Förderer: Land Baden-Württemberg

Kurzbeschreibung:
Zur größtmöglichen Schonung und Gründlichkeit sollten bei der Planung und Durchführung neurochirurgischer Operationen möglichst alle verfügbaren Daten über anatomische und funktionelle Gegebenheiten der betroffenen Hirnregion des Patienten berücksichtigt werden. Im Rahmen dieses Projektes werden Methoden und Systeme entwickelt, die den Neurochirurgen bei derartigen komplexen Eingriffen unterstützen.

Hierzu gehört die Konzeption und Implementierung eines Softwaresystems, das anatomische und funktionelle Daten  visuell integriert. Neben rein morphologischen Bilddaten wie Magnetresonanztomographie (MRT) oder Computertomographie (CT) betrifft dies z.B. funktionelle Magnetresonanz-Tomographie (fMRT), Electroenecephalographie (EEG), Magnetoencephalographie (MEG) sowie anatomische Atlasinformationen. Es besteht u.a. die Möglichkeit, relevante Strukturen zu segmentieren sowie Streckenlängen und Volumina zu quantifizieren. Nach der Planungsphase kann das System während der Operation mit dem Navigationssystem sowie elektrophysiologischen Untersuchungen gekoppelt werden. Der Operateur hat dadurch die Möglichkeit, die visualisierten multimodalen Daten unmittelbar während des operativen Eingriffs zu berücksichtigen, ohne seinen gewohnten Arbeitsablauf zu beeinträchtigen.

Darüber hinaus werden diagnostische Daten auf ihre Eignung für die intraoperative Verwendung untersucht. Derzeit bildet die Integration von elastisch registrierten 3D-Angiographiedaten einen Schwerpunkt.
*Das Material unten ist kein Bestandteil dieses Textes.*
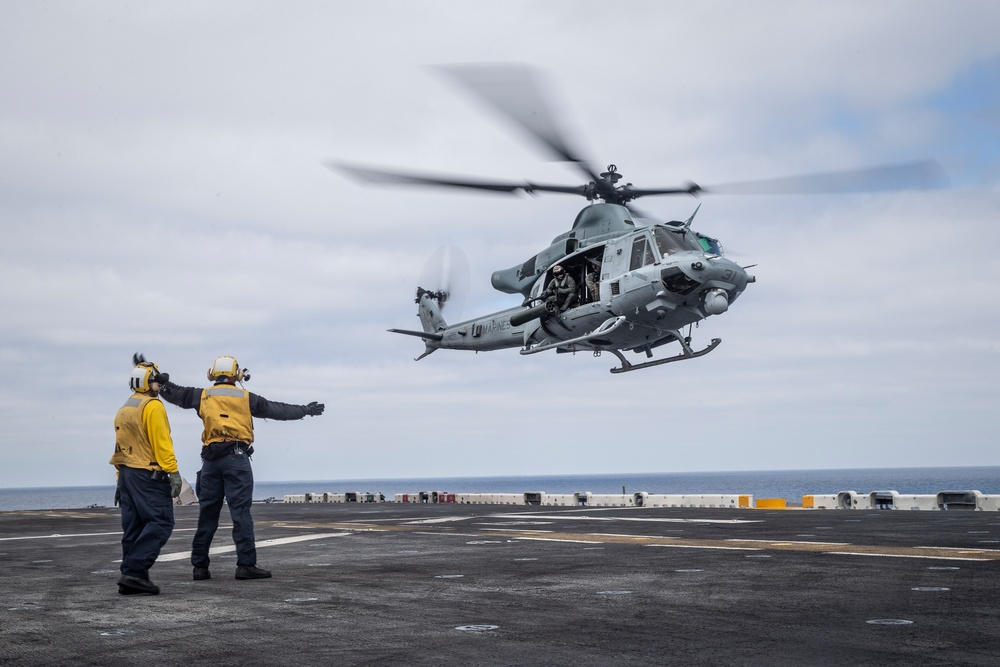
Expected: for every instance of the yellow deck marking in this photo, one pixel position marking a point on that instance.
(828, 548)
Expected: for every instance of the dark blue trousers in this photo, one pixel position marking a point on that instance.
(231, 479)
(147, 519)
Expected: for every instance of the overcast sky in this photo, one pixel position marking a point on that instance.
(162, 190)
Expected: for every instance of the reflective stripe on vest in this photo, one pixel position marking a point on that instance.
(225, 410)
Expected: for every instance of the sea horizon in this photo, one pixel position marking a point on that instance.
(788, 484)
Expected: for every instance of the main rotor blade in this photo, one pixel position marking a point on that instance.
(387, 177)
(914, 175)
(514, 91)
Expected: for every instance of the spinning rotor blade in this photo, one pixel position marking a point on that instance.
(514, 91)
(387, 177)
(447, 270)
(913, 175)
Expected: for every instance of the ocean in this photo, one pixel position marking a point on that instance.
(788, 484)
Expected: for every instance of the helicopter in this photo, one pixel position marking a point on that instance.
(608, 284)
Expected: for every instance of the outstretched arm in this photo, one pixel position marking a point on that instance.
(265, 409)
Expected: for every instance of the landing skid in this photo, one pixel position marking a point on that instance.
(688, 353)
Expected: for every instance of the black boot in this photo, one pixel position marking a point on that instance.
(252, 572)
(129, 585)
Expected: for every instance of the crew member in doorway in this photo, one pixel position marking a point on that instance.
(148, 479)
(561, 289)
(227, 443)
(593, 280)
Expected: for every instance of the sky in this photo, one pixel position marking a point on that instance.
(163, 190)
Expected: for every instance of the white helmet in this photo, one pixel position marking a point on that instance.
(227, 367)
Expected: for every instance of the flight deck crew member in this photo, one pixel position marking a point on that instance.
(148, 479)
(227, 412)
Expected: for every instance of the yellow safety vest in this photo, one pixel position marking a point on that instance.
(225, 410)
(132, 446)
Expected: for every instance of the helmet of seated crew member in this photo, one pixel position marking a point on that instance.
(227, 369)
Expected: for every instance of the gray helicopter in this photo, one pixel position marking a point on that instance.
(608, 284)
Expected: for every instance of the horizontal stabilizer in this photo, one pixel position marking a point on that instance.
(419, 334)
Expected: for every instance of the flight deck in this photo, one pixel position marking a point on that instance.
(426, 584)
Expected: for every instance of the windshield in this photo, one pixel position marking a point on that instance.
(670, 241)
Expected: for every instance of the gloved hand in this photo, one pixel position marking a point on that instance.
(175, 484)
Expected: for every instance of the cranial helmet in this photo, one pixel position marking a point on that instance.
(227, 367)
(143, 377)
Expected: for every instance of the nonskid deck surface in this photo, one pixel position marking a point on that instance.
(393, 583)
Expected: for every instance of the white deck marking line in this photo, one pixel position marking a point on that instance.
(556, 539)
(182, 555)
(58, 535)
(854, 553)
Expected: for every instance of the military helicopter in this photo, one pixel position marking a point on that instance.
(631, 288)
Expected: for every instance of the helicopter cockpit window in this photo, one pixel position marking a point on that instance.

In diesem Kontext spielt die „Augmented Reality“, d.h. die Überblendung des realen Bildes des Operationssitus durch das OP-Mikroskop mit der zugehörigen computergenerierten Visualisierung eine wichtige Rolle.

Die Evaluierung der entwickelten Methoden findet bei den Projektpartnern statt.

Laufzeit: 2005-2010

MitarbeiterInnen des Instituts: U. Eisenmann, Dr. med. R. Metzner

In “ MOPS 3D“ erstellte dreidimensionale Visualisierungen können intraoperativ in das von der Nerochirurgischen Klinik verwendete Navigationssystem eingeblendet werden. Dargestellt ist ein arterielles Aneurysma, das bei dem Eingriff durch einen Clip ausgeschaltet wurde.